This invention relates generally to improvements in manufacturing processes for making thrust chambers of the type used in jet or rocket engines. More particularly, this invention relates to an improved and relatively economical yet precision production method for making thrust chambers of the type having a channeled wall defining a converging-diverging thrust chamber.
Thrust chambers for jet and rocket engines are well known in the art for use in the combustion of fuels with an oxidizer and for discharging combustion products from the engine in a manner generating substantial thrust. Such thrust chambers define a converging-diverging geometry through which the combustion products are generated and flow to provide the desired forward reaction force or thrust. In many current thrust chamber designs, a channeled wall configuration is used wherein relatively small fluid flow channels are formed circumferentially about the thrust chamber for passage of an engine process fluid in heat exchange relation with combustion products. Such channeled wall configurations are used when heating of the process fluid and/or cooling of the thrust nozzle structure is desired for achieving higher engine performance levels and/or extended service life of the thrust chamber/nozzle structure.
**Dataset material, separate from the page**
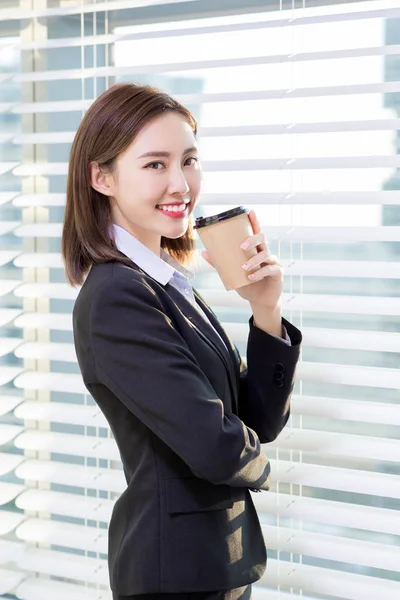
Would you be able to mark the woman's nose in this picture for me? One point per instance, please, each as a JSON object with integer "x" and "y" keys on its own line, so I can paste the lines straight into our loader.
{"x": 178, "y": 183}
While channeled wall thrust nozzles offer significant advantages in engine operation, the channeled wall structure is relatively difficult and costly to manufacture particularly in combination with the converging-diverging geometry of the thrust chamber. Moreover, in some engine applications, the array of fluid flow channels must have a substantially uniform size and shape within close tolerance limits for proper heat exchange operation. To meet these design criteria, such channeled wall thrust nozzles have in the past been produced from a forged thrust chamber liner of the desired converging-diverging shape, wherein this liner is appropriately machined to form longitudinally extending external channels of uniform size and shape which follow the converging-diverging contour. These machined channels are then enclosed by an outer wraparound housing shell. However, the requirement for precision channel machining on each thrust nozzle significantly increases the time and cost of production.
There exists, therefore, a need for improvements in production methods for manufacturing channeled wall thrust nozzles, wherein process fluid flow channels are formed with relatively high precision while avoiding costly and complex machining steps. The present invention fulfills these needs and provides further related advantages.